Phase 3: Protokollierung am Abend
- Alle Aufgaben die von der Tagesliste gestrichen wurden (d.h. komplett und erfolgreich abgearbeitet wurden) werden auch von der Aufgabenliste gestrichen.
- Die jeweilige Tagesliste wandert in ein Archiv (physikalisch oder digital).
- Die ungefähren Zeiträume der Pomodoros muss man nicht mitprotokollieren, sondern kann man am Abend errechnen (etwas Denksport 😉).
Phase 4 und 5: Die Evaluierung und Visualisierung der gewonnen Erkenntnisse am Abend
- Am Ende jeden Tages solltest du deine Protokolle evaluieren und Erkenntnisse daraus gewinnen.

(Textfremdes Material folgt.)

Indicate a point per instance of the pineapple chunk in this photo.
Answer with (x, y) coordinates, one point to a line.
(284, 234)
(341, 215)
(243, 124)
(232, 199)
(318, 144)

Das dient dazu die eigene Arbeitsweise in kleinen Schritten zu optimieren.
- Nutze jegliche Art von gewinnbringender Visualisierung um deine persönlichen Ziele mit der Technik zu erreichen.
Das persönliche Tailoring
“The aim of the Pomodoro Technique is to provide a simple tool/process for improving productivity“
– Francesco Cirillo, Autor von 'The Pomodoro Technique'
Die Pomodoro-Technik soll deinen Arbeitstag auf eine möglichst einfache und strukturierte Weise optimieren. Ob du sie wirklich in voller Form einsetzt, bleibt dir überlassen. Ziel ist es möglichst wenig zusätzliche Komplexität zu schaffen. Ich rate dir deshalb, das ganze System so gut wie möglich auf deinen aktuellen Arbeitsstil zuzuschneiden, dabei aber möglichst viel der aufgeführten Punkte aus dem vorherigen Abschnitt zu erfüllen!
Mein persönliches Tailoring sieht zum Beispiel wie folgt aus:
Phase 1: Die Aufgaben- und Tagesliste führe ich statt auf Papier in meinem Taskmanager. Falls du keinen Taskmanager benutzt oder von Technologie und dem Internet sehr leicht abgelenkt wirst, rate ich dir stattdessen “The Rule of 3” anzuwenden.
Phase 2: Statt einer Eieruhr verwende ich eine Software, die für iPhone und Mac OS X verfügbar ist. Das tue ich aber nur, da das Tool für mich leicht zu bedienen ist und keine weitere Komplexität in mein „System“ einführt. Ich habe sogar eine Taste auf meiner Tastatur definiert, die einen neuen Pomodoro-Timer startet. So gerät die Software komplett in den Hintergrund. Falls du dich zu leicht von Smartphone und Internet ablenken lässt, rate ich dir zu einer ähnlich unscheinbaren und latenten Software oder – noch besser – einer wirklichen Eieruhr. Das Ticken der Eieruhr habe ich in meinem Fall mit Konzentrationsmusik ersetzt.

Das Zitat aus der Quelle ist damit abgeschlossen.